その答えのカギが、今回のテーマ「セクターローテーション(循環物色)」です。2026年7月の実際の相場を例に、初心者の方にもわかりやすく解説していきます!!
2026年7月の相場で何が起きているのか
まずは実際の数字から見てみましょう。2026年7月7日(現地時間)の米国市場は、次のような結果でした。
| 指数 | 終値 | 前日比 |
|---|---|---|
| NYダウ | 52,925.15 | -0.25% |
| S&P500 | 7,503.85 | -0.45% |
| ナスダック総合 | 25,818.69 | -1.16% |
ナスダックの下げがひときわ大きいですよね。中身を見ると、半導体大手のマイクロン・テクノロジーが4.7%安、半導体ETFのSMHが3%超の下落と、AI・半導体関連が集中的に売られました(2026年7月7日時点)。一方で、直前の週までNYダウ(米国を代表する30社で構成される株価指数)は史上最高値を更新していたのです。下のチャートは、NYダウに連動するETF「DIA」の値動きです。

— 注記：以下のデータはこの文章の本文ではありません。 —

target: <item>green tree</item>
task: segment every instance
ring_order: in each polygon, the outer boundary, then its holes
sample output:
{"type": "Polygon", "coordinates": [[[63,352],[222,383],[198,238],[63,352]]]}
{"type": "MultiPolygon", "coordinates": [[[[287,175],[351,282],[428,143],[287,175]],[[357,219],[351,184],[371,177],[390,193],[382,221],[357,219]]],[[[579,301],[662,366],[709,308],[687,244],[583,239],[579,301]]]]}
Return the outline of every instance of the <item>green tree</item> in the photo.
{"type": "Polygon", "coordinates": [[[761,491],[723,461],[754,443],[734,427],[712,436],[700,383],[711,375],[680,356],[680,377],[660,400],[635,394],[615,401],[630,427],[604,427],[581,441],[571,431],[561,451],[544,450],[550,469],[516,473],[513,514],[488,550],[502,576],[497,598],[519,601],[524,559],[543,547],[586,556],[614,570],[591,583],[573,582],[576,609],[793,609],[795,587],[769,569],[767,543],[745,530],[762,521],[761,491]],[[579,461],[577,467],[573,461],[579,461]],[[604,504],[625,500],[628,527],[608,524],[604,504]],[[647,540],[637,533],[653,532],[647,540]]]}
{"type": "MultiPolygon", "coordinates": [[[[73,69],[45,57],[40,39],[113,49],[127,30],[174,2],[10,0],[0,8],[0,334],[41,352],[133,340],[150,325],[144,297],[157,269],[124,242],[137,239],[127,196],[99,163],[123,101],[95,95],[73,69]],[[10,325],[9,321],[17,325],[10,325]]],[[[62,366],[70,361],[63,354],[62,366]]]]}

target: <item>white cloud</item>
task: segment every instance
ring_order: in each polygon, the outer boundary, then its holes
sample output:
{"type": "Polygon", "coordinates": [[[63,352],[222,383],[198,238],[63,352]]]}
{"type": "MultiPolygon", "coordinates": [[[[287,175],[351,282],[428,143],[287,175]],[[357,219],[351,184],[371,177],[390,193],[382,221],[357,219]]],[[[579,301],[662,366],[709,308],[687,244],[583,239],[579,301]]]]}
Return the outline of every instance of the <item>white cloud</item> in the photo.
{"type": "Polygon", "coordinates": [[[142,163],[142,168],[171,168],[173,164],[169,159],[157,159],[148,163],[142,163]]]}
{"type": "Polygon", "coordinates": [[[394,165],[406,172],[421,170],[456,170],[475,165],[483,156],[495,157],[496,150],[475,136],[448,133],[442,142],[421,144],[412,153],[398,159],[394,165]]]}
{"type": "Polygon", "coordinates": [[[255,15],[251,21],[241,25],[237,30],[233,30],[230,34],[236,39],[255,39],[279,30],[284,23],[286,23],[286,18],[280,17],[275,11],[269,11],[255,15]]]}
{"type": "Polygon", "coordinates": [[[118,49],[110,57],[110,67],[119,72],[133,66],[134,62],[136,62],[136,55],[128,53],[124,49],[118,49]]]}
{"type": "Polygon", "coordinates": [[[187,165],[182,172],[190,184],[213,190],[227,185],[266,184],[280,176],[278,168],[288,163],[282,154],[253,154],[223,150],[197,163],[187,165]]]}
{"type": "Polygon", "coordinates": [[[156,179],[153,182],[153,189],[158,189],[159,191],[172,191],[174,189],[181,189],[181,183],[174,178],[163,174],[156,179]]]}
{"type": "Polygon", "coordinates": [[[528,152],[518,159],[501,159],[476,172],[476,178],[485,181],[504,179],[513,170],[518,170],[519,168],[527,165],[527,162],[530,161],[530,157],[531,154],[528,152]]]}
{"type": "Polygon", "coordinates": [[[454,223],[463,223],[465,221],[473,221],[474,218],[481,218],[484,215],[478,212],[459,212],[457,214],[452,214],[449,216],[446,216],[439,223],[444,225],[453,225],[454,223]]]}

つまり「株全体が売られた」のではなく、「AI・半導体からお金が抜けて、別の場所に移動した」というのが今の相場の姿です。
セクターローテーション(循環物色)とは?
セクターローテーションとは、投資家のお金が特定のセクター(ハイテク、エネルギー、金融といった業種グループ)から別のセクターへ、ぐるぐると移動していく現象のことです。日本語では「循環物色」とも呼ばれます。
- 景気や金利の局面によって、買われやすいセクターは変わる
- 上がりすぎたセクターには利益確定売りが出やすい
- 出遅れている(まだ割安な)セクターにお金が向かいやすい
イメージとしては、パーティー会場で人気の料理テーブルに人が集まりすぎると、だんだん隣の空いているテーブルへ人が流れていく…そんな感じです。株式市場でも「混みすぎた場所」からお金が逃げて、「空いている場所」に流れ込むわけですね。
ちなみに米国株の主なセクターには、次のようなものがあります。それぞれ「強い局面」が違うのがポイントです。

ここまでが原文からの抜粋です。